Sanchez esclareceu que os processos para homologações dos seis territórios estavam na fase final do processo. “Ele [Lula] deu o veredito final. ‘Pronto. Essa terra é dos avá-canoeiros’. Aí ninguém pode reclamar”, acentua. Ele faz comparações com outros territórios com homologações mais antigas. “O Parque do Xingu. Ele é identificado, demarcado, homologado e registrado em cartório. Ele está 100% legal. Assim, várias terras indígenas no país. O yanomami na mesma situação. E vários municípios querem avançar sobre os territórios indígenas. Assim está acontecendo na Ilha do Bananal. Lá é um território indígena e patrimônio da União. Tem o Parque Indígena Carajá e tem o Parque do Araguaia”, elenca.

Sanchez, no entanto, denuncia que de seis e oito anos para cá tudo foi abandonado. “Os Carajás estão abandonados na miséria. O Parque está abandonado. E o que está acontecendo? Sem condições, por exemplo, de comprar remédios, os indígenas estão arrendando as terras para introdução de gado, que é o maior predador da ilha”, compadece. “Eu me lembro do professor Altair [antropólogo Altair Sales Barbosa] dizer que: ‘junto com o gado, tem o cavalo, o cachorro e a espingarda’. Ele já previa que a Ilha do Bananal não ia ser ilha mais”, sublinha, acrescentando que os rios da região estão secando.

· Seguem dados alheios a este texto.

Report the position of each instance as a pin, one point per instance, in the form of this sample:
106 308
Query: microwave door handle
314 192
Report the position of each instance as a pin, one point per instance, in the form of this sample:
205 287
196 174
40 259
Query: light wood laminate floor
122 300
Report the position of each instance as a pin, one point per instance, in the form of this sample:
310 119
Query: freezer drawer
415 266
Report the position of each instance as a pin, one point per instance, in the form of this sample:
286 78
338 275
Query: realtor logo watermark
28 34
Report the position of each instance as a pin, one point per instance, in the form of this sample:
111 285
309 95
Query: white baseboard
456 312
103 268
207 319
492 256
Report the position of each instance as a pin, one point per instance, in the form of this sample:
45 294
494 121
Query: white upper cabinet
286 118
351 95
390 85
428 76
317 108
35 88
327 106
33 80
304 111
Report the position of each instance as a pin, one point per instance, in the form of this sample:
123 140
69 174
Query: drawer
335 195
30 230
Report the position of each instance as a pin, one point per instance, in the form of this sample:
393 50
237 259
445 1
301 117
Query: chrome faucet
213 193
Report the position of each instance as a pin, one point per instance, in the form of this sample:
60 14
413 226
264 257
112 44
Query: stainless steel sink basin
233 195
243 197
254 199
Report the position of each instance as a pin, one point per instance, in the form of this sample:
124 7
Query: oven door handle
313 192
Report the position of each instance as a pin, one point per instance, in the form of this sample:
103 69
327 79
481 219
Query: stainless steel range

No local, relata, há exploração de recursos naturais e culturais dos índios. “Quem são essas pessoas? As empresas de turismo. Entre as quais a agência de turismo Tocantins. A empresa infiltrou lá dentro”, revela. Por outro lado, “os índios tudo miseráveis, não têm água potável, não tem casa decente, as moradias tudo despencando, não tem remédios, tudo virando alcoólatras, sem expectativa de vida e muitos suicidando. No Carajás há o maior alto índice de suicídios”, aflige.

Guerreiros do Cerrado

Habilidosos no manuseio da madeira, os avá-canoeiros eram exímios construtores de canoas, flautas, flechas, cachimbos e outros instrumentos bélicos e para rituais religiosos. Registros históricos atribuídos ao bandeirante Bartolomeu Bueno da Silva, que ficou conhecido como o segundo Anhanguera, pois era filho do primeiro Anhanguera (Diabo Velho – apelidado por indígenas) a se embrenhar pelo sertão, dá conta de que sofreram muitos ataques desses bravos nativos da região. Presidentes da província de Vila Boa, atual Cidade de Goiás, também escreveram sobre o povo avá-canoeiro. As bandeirantes de Buena eram formadas juntamente com o seu genro, o capitão João Leite da Silva Ortiz.

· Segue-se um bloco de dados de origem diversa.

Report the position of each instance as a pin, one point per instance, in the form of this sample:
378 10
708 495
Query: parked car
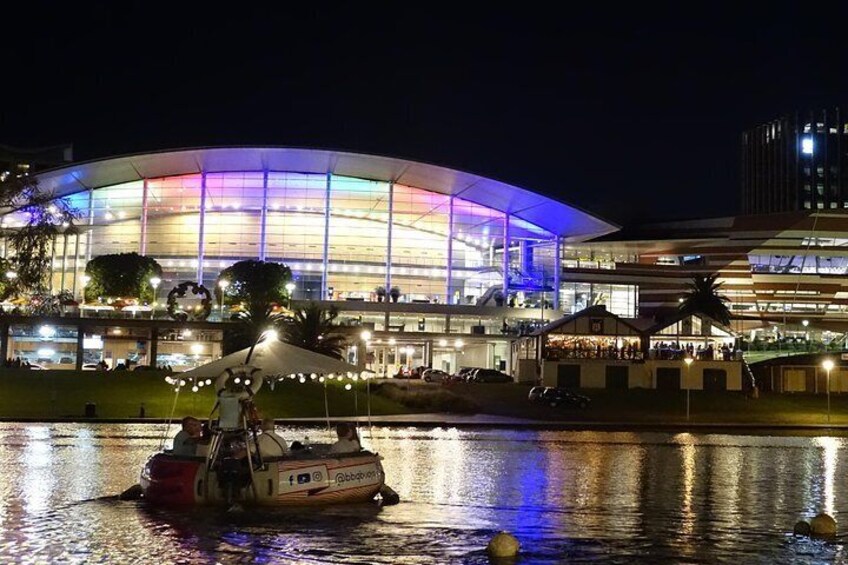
535 392
464 374
435 375
554 397
490 376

Conhecidos regionalmente como “Cara Preta”, os primeiros estudiosos, pesquisadores e população acreditavam que os avá-canoeiros eram de origem cofusa, sendo uma miscigenação de indígenas com negros ou mesmo da etnia carijós (guarani). As características físicas dos avá-canoeiros são peles escuras e cabelos encarapinhados, o que sugere a origem mestiça, ou grupo negroide. Mas para a professora Dulce Pedroso os indígenas americanos são classificados entre o grande grupo mongoloide, identificados como habitantes da Ásia Central, Setentrional, Oriental e Indonésia. Ela chegou a conclusão que os avá-canoeiras possuem características biológicas mongoloides. “Olhos mongólicos, cabelos lisos e grossos. Lábios um pouco grossos, nem tanto como da raça negroide”, destaca. A pesquisadora é autora da obra “O Povo Invisível — A História dos Avá-Canoeiros nos Séculos XVIII e XIX”.